How might we allow people to adapt their past system and notes to current needs?
Authored By:: Rob Haisfield
This is closely related to the question: How might we make it so it doesn’t matter if user behavior is inconsistent. There is a fundamental tension with notes that are intended for your future self where it’s impossible to know exactly what your future self will need all of the time… so you need to be able to refactor and structure in hindsight.
For example, let’s say that we suddenly decide “Let’s not categorize our notes with prefixes in the titles. Instead, let’s do it with tags.” How could someone refactor everything to current needs without manually going through everything one by one? How can people maintain a decentralized discourse graph with a high quantity of information in it
There can be an intense amount of FOMO and friction that comes from thinking that you need to plan everything ahead of time. This is one of the problems with Notion - it’s really hard to refactor systems so people feel like they can’t start before they have it all figured out. It is a big friction for new users.
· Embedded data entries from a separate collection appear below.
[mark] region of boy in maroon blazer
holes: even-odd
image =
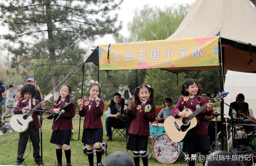
[[[25,109],[32,109],[35,106],[38,104],[40,102],[38,100],[33,98],[36,95],[37,91],[35,86],[31,84],[25,84],[20,90],[22,95],[24,97],[19,99],[16,107],[22,108]],[[42,107],[38,110],[44,110],[45,109],[45,101],[41,102]],[[15,108],[14,111],[14,114],[26,113],[28,111],[32,111],[24,110],[24,109]],[[34,158],[36,163],[38,165],[41,164],[41,156],[39,154],[39,130],[40,124],[36,111],[34,111],[32,115],[33,121],[30,123],[28,129],[24,132],[20,133],[18,155],[17,161],[15,165],[20,165],[24,161],[23,155],[26,150],[26,147],[28,140],[28,137],[30,138],[32,142],[34,153],[33,157]]]

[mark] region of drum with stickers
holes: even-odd
[[[175,142],[166,134],[156,137],[152,144],[152,152],[156,159],[163,164],[174,162],[184,157],[182,152],[183,142]]]
[[[154,123],[150,124],[149,126],[150,137],[156,137],[158,135],[165,133],[163,123]]]

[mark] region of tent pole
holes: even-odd
[[[100,57],[98,56],[98,82],[100,83]]]
[[[222,91],[224,90],[224,80],[223,79],[223,73],[224,73],[224,49],[221,48],[221,43],[220,42],[220,38],[219,39],[219,64],[220,66],[220,90]],[[220,102],[220,114],[221,115],[221,133],[223,134],[223,136],[221,138],[221,146],[222,150],[224,150],[224,125],[223,124],[224,122],[224,99],[222,99]]]
[[[83,76],[82,81],[82,94],[81,94],[81,98],[83,98],[83,90],[84,89],[84,63],[83,63],[83,66],[82,66],[82,70],[83,72]],[[79,108],[78,108],[78,109]],[[79,111],[79,110],[78,110]],[[78,140],[80,138],[80,126],[81,126],[81,116],[79,118],[79,129],[78,131]]]
[[[138,86],[138,69],[136,69],[136,87]]]

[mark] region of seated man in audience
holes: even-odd
[[[172,100],[170,98],[167,98],[164,100],[164,105],[165,108],[162,108],[160,111],[160,112],[157,115],[158,118],[161,118],[162,116],[164,120],[165,120],[168,117],[172,115]]]
[[[115,93],[108,105],[108,110],[105,114],[106,128],[107,131],[106,141],[112,140],[112,130],[111,127],[122,129],[126,126],[127,115],[124,110],[124,100],[121,98],[121,94]]]

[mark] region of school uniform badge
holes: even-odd
[[[138,105],[138,106],[137,106],[136,107],[136,110],[139,110],[140,108],[141,108],[141,106],[140,105]]]
[[[32,100],[32,104],[33,106],[35,106],[36,105],[36,99],[33,99],[33,100]]]
[[[88,101],[84,103],[84,105],[85,106],[88,106],[88,105],[89,105],[89,102]]]
[[[184,98],[184,99],[183,99],[183,100],[184,100],[184,102],[186,102],[186,101],[188,101],[188,99],[189,99],[189,97],[187,96],[186,97]]]

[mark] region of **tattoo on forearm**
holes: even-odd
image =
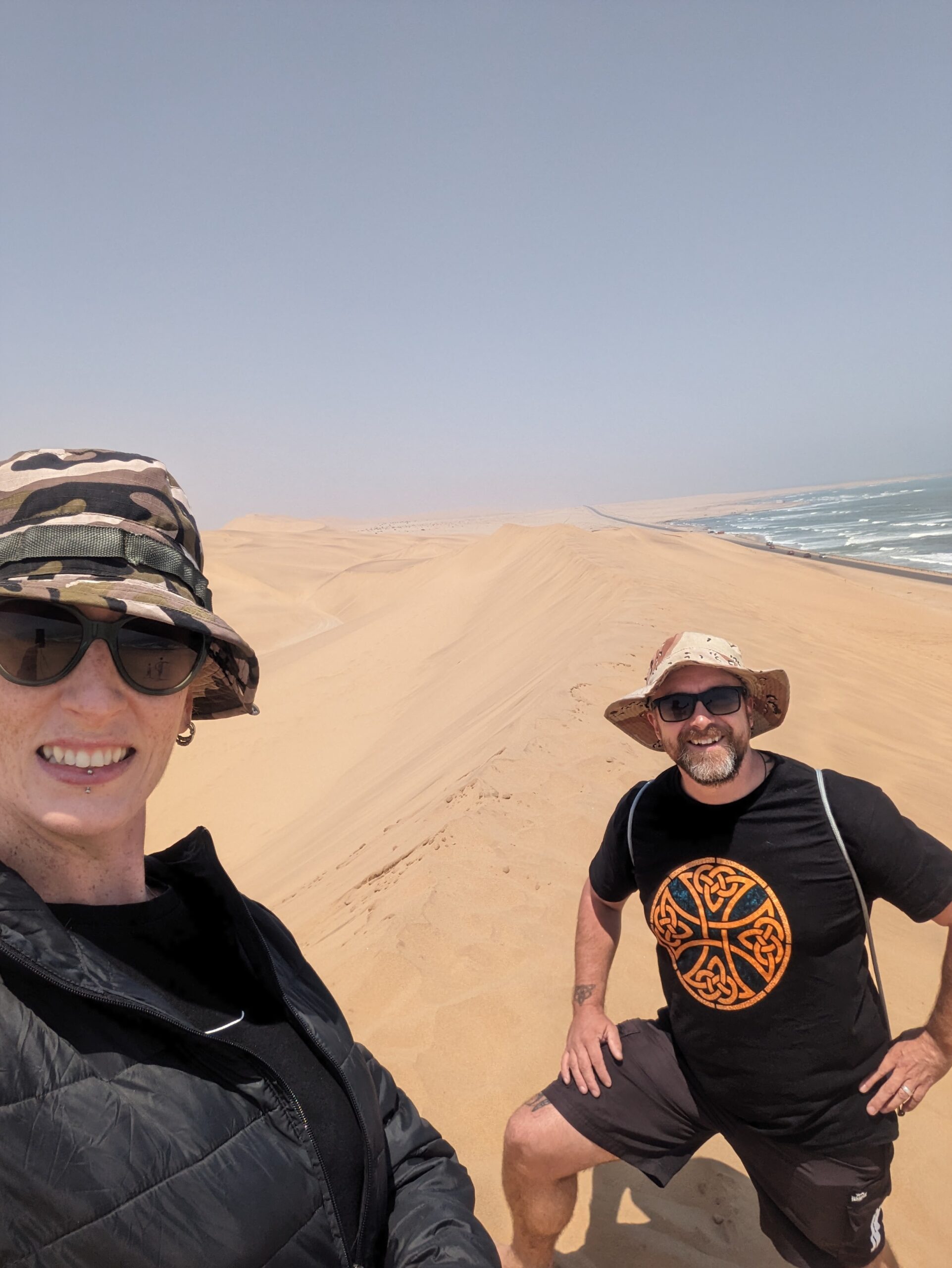
[[[532,1113],[536,1113],[539,1110],[544,1110],[545,1106],[549,1104],[549,1098],[544,1092],[536,1092],[534,1097],[530,1097],[529,1101],[526,1101],[526,1104]]]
One can reduce this friction through: - Incrementally processing notes is a key user behavior to promote synthesis. A common user pattern we saw is that people would update prior notes to meet their new systems at the point where the prior notes came up in their review/exploration, for just-in-time restructuring. As such, Reviewing past notes in the process of creating new notes is a key user behavior to promote synthesis, while also serving as a way to update systems slowly over time.
End user programming enables people to bulk process notes can solve this problem if the user or the system is capable of identifying a queryable consistent pattern that can pull up notes that followed a previous convention. It becomes challenging when there is no consistency.